Al final todas las
novelas son de terror. A la vida no le hace falta pensarse como un destino. Ya
se encarga la fatalidad de ir alfombrando el pasillo hasta el punto final.
¿Pero cuántos finales tiene una vida? Venimos al mundo poniendo fin a la morada
materna. Ahí se acaba una confortable estancia ya para siempre. En cierto modo
es un final y, en clave emocional, el bebé lo sabe y por eso llora. La vida como
sucesión de acabamientos es difícilmente abarcable. Numerosísimos actos son
finales. Unos triviales como dejar cerrada esta frase; otros trascendentes como
la innombrable.
De entre todos, hay un
acabamiento importantísimo para el ser humano. En los primeros días de vida, el
bebé no encuentra ningún modo de comunicarse con eficiencia que no sea el
llanto. De repente llega un momento en que descubre que un determinado balbuceo
puede sustituirlo. Un simple sonido parecido a una palabra le resulta mucho más
eficaz y empieza a decir “ta, ta, ta”. Hasta entonces recurría al llanto para
pedir alimento, o para cambiar de postura, o para quitar el dolor de la
barriguilla. Ahora se vale de algo mucho más útil: el lenguaje. Desde el primer
balbuceo se comenzará una larguísima carrera para adquirir la lengua. Dejemos claro
que, desde esta perspectiva, la primera función del lenguaje es sustituir el
llanto. Hablamos para no llorar o, lo que es lo mismo, para ponerle fin al
llanto.
La primera palabra es
el ruego, pero el primer ruego tiene forma y fondo de llanto. La segunda
palabra puede ser el amparo y, en cualquier caso, ruego y amparo desvelan una
incomodidad, un dolor, un anhelo. El lenguaje va adquiriendo complejidad y, sin
embargo, no abandona su origen, es decir; su condición de tapadera de la
herida. En algún sentido estamos al corriente de esta función cuando decimos
que la palabra es curativa, pero obviamos que lo es de nuestros propios males,
pues la palabra es ante todo consuelo de uno mismo porque, de no existir, nos
echaríamos a llorar inconsolablemente.
Las palabras tapan y
resulta lícito pensar que para una persona feliz, sin incomodidades ni deseos,
sin frustraciones ni quejas, no es necesario el lenguaje para nada, porque no
precisa sustituir un llanto que no existe. Las personas felices –este es un
hecho contrastable- no suelen ser muy habladoras y buscan el silencio en calma.

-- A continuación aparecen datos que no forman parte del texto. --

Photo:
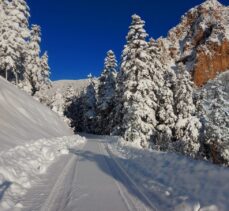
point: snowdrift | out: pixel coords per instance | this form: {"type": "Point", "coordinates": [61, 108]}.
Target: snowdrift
{"type": "Point", "coordinates": [22, 118]}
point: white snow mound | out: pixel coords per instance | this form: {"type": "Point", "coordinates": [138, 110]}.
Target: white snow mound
{"type": "Point", "coordinates": [22, 118]}
{"type": "Point", "coordinates": [21, 166]}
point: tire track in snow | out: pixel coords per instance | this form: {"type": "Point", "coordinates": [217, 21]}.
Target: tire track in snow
{"type": "Point", "coordinates": [130, 181]}
{"type": "Point", "coordinates": [49, 203]}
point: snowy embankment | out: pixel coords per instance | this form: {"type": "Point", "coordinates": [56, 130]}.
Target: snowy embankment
{"type": "Point", "coordinates": [21, 166]}
{"type": "Point", "coordinates": [23, 119]}
{"type": "Point", "coordinates": [171, 181]}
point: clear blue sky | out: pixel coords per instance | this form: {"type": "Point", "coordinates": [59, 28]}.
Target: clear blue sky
{"type": "Point", "coordinates": [78, 33]}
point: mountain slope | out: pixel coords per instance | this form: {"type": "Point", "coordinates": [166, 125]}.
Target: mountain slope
{"type": "Point", "coordinates": [201, 41]}
{"type": "Point", "coordinates": [23, 119]}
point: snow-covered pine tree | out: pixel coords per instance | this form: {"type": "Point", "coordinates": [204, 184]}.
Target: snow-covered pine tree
{"type": "Point", "coordinates": [106, 94]}
{"type": "Point", "coordinates": [89, 101]}
{"type": "Point", "coordinates": [33, 64]}
{"type": "Point", "coordinates": [14, 32]}
{"type": "Point", "coordinates": [163, 81]}
{"type": "Point", "coordinates": [45, 72]}
{"type": "Point", "coordinates": [215, 113]}
{"type": "Point", "coordinates": [136, 100]}
{"type": "Point", "coordinates": [188, 125]}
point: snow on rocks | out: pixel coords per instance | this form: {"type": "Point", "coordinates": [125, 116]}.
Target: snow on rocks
{"type": "Point", "coordinates": [171, 181]}
{"type": "Point", "coordinates": [21, 166]}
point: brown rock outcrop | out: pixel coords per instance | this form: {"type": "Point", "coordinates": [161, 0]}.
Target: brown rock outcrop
{"type": "Point", "coordinates": [201, 41]}
{"type": "Point", "coordinates": [208, 66]}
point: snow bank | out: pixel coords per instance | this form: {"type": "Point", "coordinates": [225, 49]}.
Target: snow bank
{"type": "Point", "coordinates": [22, 118]}
{"type": "Point", "coordinates": [172, 181]}
{"type": "Point", "coordinates": [20, 166]}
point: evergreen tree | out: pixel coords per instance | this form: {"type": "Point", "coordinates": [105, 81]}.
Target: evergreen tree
{"type": "Point", "coordinates": [163, 79]}
{"type": "Point", "coordinates": [14, 32]}
{"type": "Point", "coordinates": [136, 107]}
{"type": "Point", "coordinates": [187, 125]}
{"type": "Point", "coordinates": [214, 111]}
{"type": "Point", "coordinates": [45, 73]}
{"type": "Point", "coordinates": [106, 94]}
{"type": "Point", "coordinates": [33, 64]}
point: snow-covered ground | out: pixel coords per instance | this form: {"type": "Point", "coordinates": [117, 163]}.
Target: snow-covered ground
{"type": "Point", "coordinates": [171, 181]}
{"type": "Point", "coordinates": [24, 119]}
{"type": "Point", "coordinates": [32, 137]}
{"type": "Point", "coordinates": [21, 166]}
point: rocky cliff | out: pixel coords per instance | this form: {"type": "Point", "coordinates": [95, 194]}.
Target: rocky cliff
{"type": "Point", "coordinates": [201, 41]}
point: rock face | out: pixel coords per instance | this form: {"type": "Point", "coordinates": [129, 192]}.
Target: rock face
{"type": "Point", "coordinates": [201, 41]}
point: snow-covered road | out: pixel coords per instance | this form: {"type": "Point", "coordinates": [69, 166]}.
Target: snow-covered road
{"type": "Point", "coordinates": [90, 179]}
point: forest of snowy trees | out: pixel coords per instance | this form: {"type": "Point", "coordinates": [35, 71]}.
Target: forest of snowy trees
{"type": "Point", "coordinates": [20, 56]}
{"type": "Point", "coordinates": [149, 103]}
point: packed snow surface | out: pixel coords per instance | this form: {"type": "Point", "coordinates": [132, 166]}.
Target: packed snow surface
{"type": "Point", "coordinates": [171, 181]}
{"type": "Point", "coordinates": [24, 119]}
{"type": "Point", "coordinates": [109, 174]}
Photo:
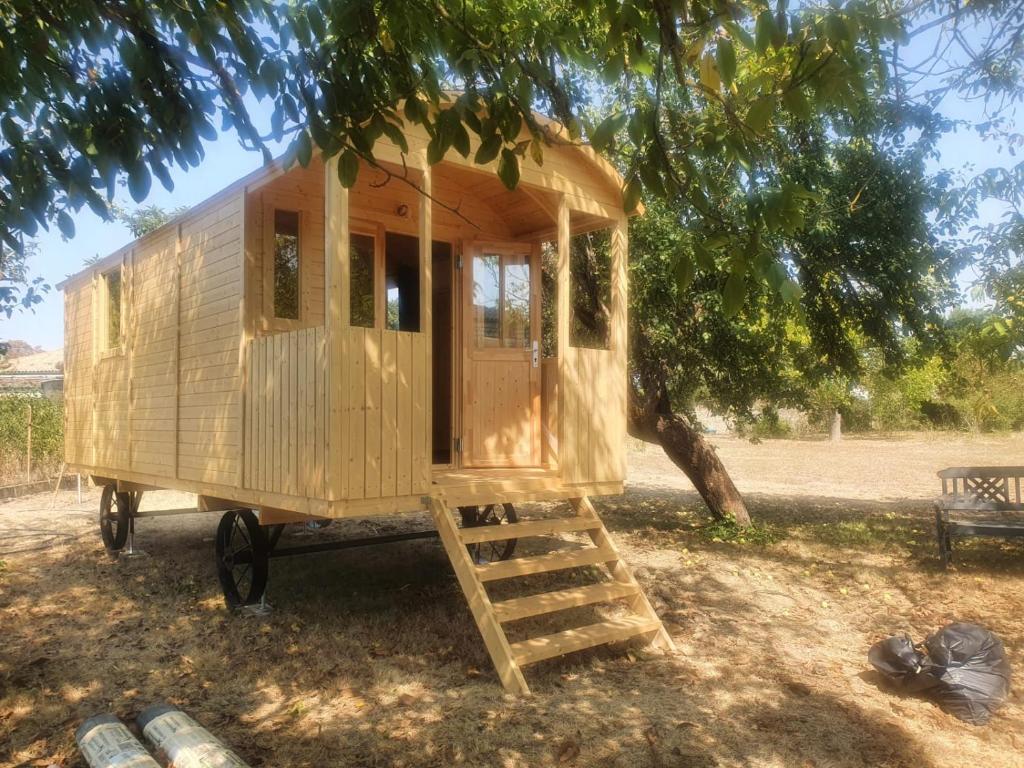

“En todas las cimas hay calma”, decía Goethe, y toda calma es ya una cima se
podría decir. Quizás el silencio del bebé es la cima metafísica que se describe
como “ataraxia”; un estado absoluto de intangibilidad y de bienestar en cuanto
ausencia de males. Pero el ser humano es un ser hablador. En toda suerte de
circunstancia se habla como primer modo de consideración del otro. También esta
función ha sido eclipsada por la principal, que es la comunicación. Sin
embargo, anterior a esta finalidad vemos cómo, mediante el lenguaje, aspiramos
a la aproximación con la otra persona. Es, por tanto, el reconocimiento del otro
un objetivo de la lengua anterior al objetivo de entendernos. El lenguaje en la
persona feliz, cuyo uso no por innecesario suprime, es un amparo, como se dijo.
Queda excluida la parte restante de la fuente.